Fortunately (I guess), the wingnuts are too ignorant...

To notice that Linda Ronstadt may have just compared Bush to Hitler, or at least the neocons to the Nazis:
"We have to stick together," she said. "I just think we can't take this lying down. It's like the Weimar Republic… these [neo-conservative] people are taking over the government. People are sound asleep and I don't think this is the time to back down."
Unlike most of the media, the LA Times gave Linda plenty of column-inches to say her peace (as it were).
What the singer said just before the final encore in Las Vegas was the same stage line she has been using to introduce the song "Desperado" around the country since she saw the Moore documentary "Fahrenheit 9/11": "I'll say, I think there's this guy who is a great patriot and I think he loves his country deeply and that he's trying to get the truth out . . . then I say his name is Michael Moore and I've just been to see his fine movie, "Fahrenheit 9/11."
"At first there's just silence, then there's "Yeah!" and then there's 'Boo!" and then the audience starts fighting with each other," she recalled. "You know how they say we are just polarized down the middle?
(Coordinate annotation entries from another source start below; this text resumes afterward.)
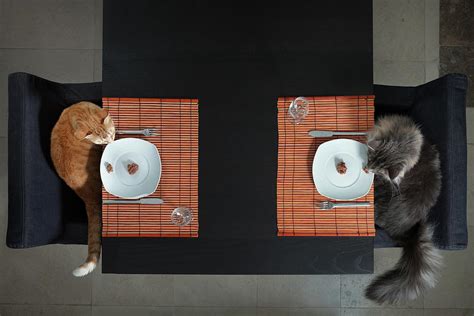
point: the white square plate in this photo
(122, 152)
(355, 183)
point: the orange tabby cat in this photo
(76, 154)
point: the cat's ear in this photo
(80, 130)
(107, 120)
(103, 113)
(393, 172)
(373, 143)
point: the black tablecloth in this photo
(237, 57)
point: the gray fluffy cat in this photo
(407, 185)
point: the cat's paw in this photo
(84, 269)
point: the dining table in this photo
(237, 58)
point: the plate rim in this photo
(132, 139)
(314, 173)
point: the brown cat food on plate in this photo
(109, 168)
(341, 168)
(132, 168)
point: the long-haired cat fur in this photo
(407, 185)
(76, 153)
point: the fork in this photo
(144, 132)
(317, 133)
(327, 205)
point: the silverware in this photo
(331, 133)
(140, 201)
(144, 132)
(327, 205)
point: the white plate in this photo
(352, 185)
(122, 152)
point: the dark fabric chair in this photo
(41, 208)
(439, 107)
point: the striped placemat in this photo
(297, 214)
(177, 141)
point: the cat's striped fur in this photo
(76, 153)
(407, 185)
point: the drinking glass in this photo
(181, 216)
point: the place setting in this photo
(324, 187)
(144, 194)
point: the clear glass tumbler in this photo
(181, 216)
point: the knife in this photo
(140, 201)
(331, 133)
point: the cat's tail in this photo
(93, 242)
(416, 270)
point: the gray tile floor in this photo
(61, 40)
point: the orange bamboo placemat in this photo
(177, 141)
(297, 214)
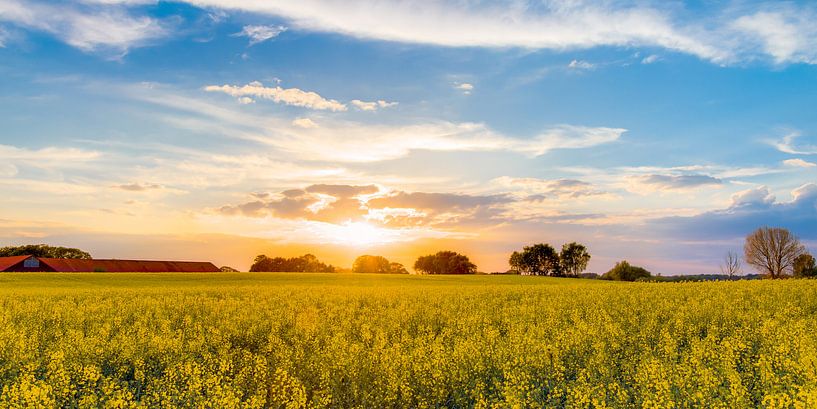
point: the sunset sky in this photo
(658, 132)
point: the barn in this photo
(65, 265)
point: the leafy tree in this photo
(307, 263)
(44, 251)
(804, 266)
(623, 271)
(773, 250)
(573, 259)
(397, 268)
(377, 265)
(445, 262)
(538, 259)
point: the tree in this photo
(573, 259)
(538, 259)
(731, 264)
(623, 271)
(772, 250)
(445, 262)
(804, 266)
(307, 263)
(44, 251)
(377, 265)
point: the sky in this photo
(660, 132)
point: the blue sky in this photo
(658, 132)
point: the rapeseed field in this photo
(353, 341)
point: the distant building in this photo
(65, 265)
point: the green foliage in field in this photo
(44, 250)
(381, 341)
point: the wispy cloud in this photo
(260, 33)
(799, 163)
(372, 142)
(371, 106)
(651, 183)
(652, 58)
(784, 32)
(580, 65)
(788, 144)
(287, 96)
(465, 87)
(89, 28)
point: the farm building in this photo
(65, 265)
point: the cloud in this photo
(46, 157)
(749, 210)
(304, 123)
(552, 188)
(555, 25)
(87, 28)
(339, 204)
(786, 33)
(8, 170)
(465, 87)
(671, 182)
(799, 163)
(139, 187)
(371, 106)
(331, 140)
(650, 59)
(289, 96)
(581, 65)
(787, 144)
(384, 142)
(260, 33)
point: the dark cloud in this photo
(344, 203)
(749, 210)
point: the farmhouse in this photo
(64, 265)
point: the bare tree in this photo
(731, 264)
(772, 250)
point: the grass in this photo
(345, 340)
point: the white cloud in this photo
(663, 182)
(384, 142)
(371, 106)
(288, 96)
(581, 65)
(304, 123)
(799, 163)
(45, 156)
(650, 59)
(7, 170)
(560, 25)
(88, 29)
(787, 144)
(260, 33)
(786, 34)
(759, 196)
(465, 87)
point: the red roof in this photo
(128, 266)
(6, 262)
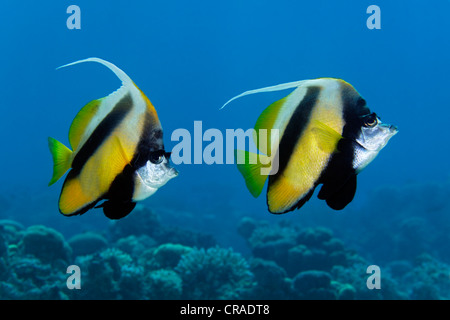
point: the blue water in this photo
(190, 57)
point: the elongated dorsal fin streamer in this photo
(117, 71)
(278, 87)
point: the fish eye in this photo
(370, 120)
(157, 157)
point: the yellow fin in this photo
(266, 121)
(81, 121)
(62, 159)
(95, 179)
(326, 137)
(251, 172)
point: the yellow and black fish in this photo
(118, 152)
(327, 136)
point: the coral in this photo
(11, 231)
(168, 255)
(142, 222)
(293, 249)
(45, 243)
(163, 285)
(87, 243)
(110, 274)
(135, 245)
(313, 285)
(215, 273)
(271, 281)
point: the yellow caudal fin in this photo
(326, 137)
(250, 166)
(62, 159)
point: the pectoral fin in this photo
(250, 165)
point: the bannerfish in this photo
(118, 152)
(327, 135)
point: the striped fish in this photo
(327, 136)
(118, 152)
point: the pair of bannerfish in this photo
(327, 135)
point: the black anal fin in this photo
(117, 210)
(340, 199)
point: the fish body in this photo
(117, 152)
(327, 136)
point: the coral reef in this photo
(215, 273)
(139, 258)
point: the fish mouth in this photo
(172, 172)
(393, 129)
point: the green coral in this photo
(163, 284)
(215, 273)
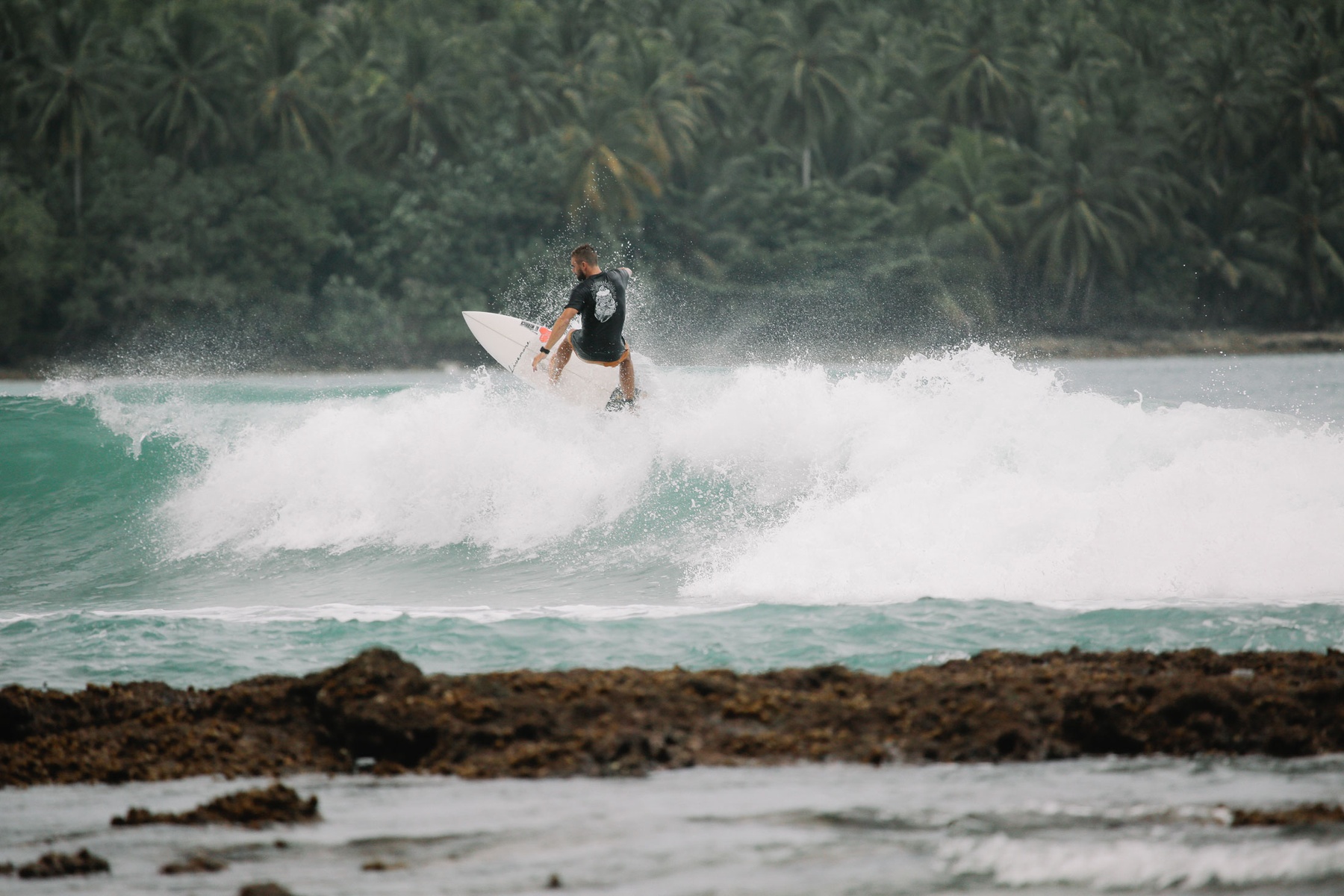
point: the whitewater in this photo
(199, 528)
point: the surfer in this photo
(600, 301)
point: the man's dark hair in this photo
(585, 254)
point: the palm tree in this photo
(73, 78)
(188, 85)
(1312, 220)
(420, 96)
(1221, 100)
(670, 97)
(608, 151)
(974, 81)
(1308, 87)
(1230, 237)
(806, 65)
(967, 196)
(288, 104)
(1092, 210)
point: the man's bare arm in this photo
(557, 334)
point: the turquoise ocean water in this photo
(201, 529)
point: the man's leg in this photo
(562, 356)
(628, 378)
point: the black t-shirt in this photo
(600, 300)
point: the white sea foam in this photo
(376, 613)
(1142, 864)
(960, 476)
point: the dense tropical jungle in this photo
(336, 180)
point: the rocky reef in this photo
(381, 714)
(253, 809)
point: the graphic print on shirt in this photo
(605, 302)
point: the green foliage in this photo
(339, 178)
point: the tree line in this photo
(339, 179)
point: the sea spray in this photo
(195, 528)
(960, 476)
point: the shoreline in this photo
(1176, 343)
(379, 714)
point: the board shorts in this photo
(589, 359)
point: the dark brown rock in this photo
(264, 889)
(379, 712)
(194, 865)
(255, 809)
(65, 865)
(1304, 815)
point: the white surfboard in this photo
(514, 343)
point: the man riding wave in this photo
(600, 302)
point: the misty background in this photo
(331, 183)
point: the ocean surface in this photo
(1093, 825)
(201, 529)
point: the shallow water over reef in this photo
(1051, 828)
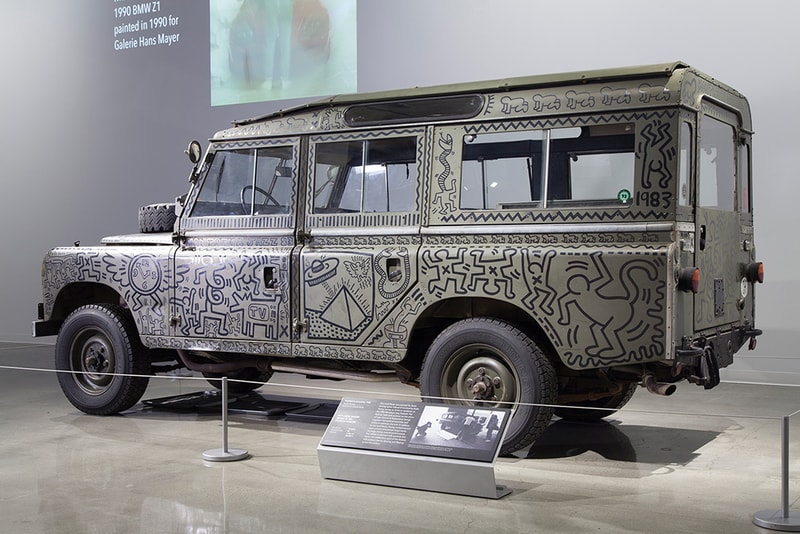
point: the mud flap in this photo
(709, 369)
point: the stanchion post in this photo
(225, 454)
(783, 519)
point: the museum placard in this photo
(439, 430)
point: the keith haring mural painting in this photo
(545, 240)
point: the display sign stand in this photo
(432, 447)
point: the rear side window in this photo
(592, 165)
(717, 165)
(365, 176)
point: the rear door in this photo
(362, 225)
(720, 253)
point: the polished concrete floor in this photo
(699, 461)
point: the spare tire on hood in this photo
(157, 218)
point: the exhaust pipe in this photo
(284, 367)
(221, 367)
(659, 388)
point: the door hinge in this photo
(299, 325)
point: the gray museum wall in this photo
(90, 133)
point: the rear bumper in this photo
(700, 360)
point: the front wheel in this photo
(489, 362)
(97, 353)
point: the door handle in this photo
(270, 281)
(393, 271)
(702, 237)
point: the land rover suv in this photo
(545, 243)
I've done this all across the country and I'm telling you, it's like my independent poll. I have never seen a reaction like this, in all my years of touring."
A uniter, not a divider.

I wonder if the wingnuts ever stop to consider that the reason that so many celebrities are against wars is that they've been all over the world and find it hard to despise people they've met and places they've been to.

Of course not. What was I thinking?

I will say that Linda has improved her schtick with "Desperado." Many years ago, I saw her in concert at the Forum in Los Angeles (actually Inglewood). For her second or third encore, it was just her and the piano player. He plays the intro to "Desperado," then she starts singing "De-e-esperado...oops...embarrassed giggle...oh, I seem to forgotten the words!" The audience gives a sigh of sympathy, with comments like "how cute" or "it's amazing how they remember so many words anyway." Linda looks off-stage, then starts again and sings it without a hitch.

Fast forward about ten months. I'm living in Champaign, Illinois, and some friends go to hear Linda sing at the U of I Assembly Hall. When they get back, I ask them how the concert was. They said "Pretty good. It was kinda cute at the end--she forgot the words to 'Desperado.'"

All is forgiven, Linda. Speak truth to power!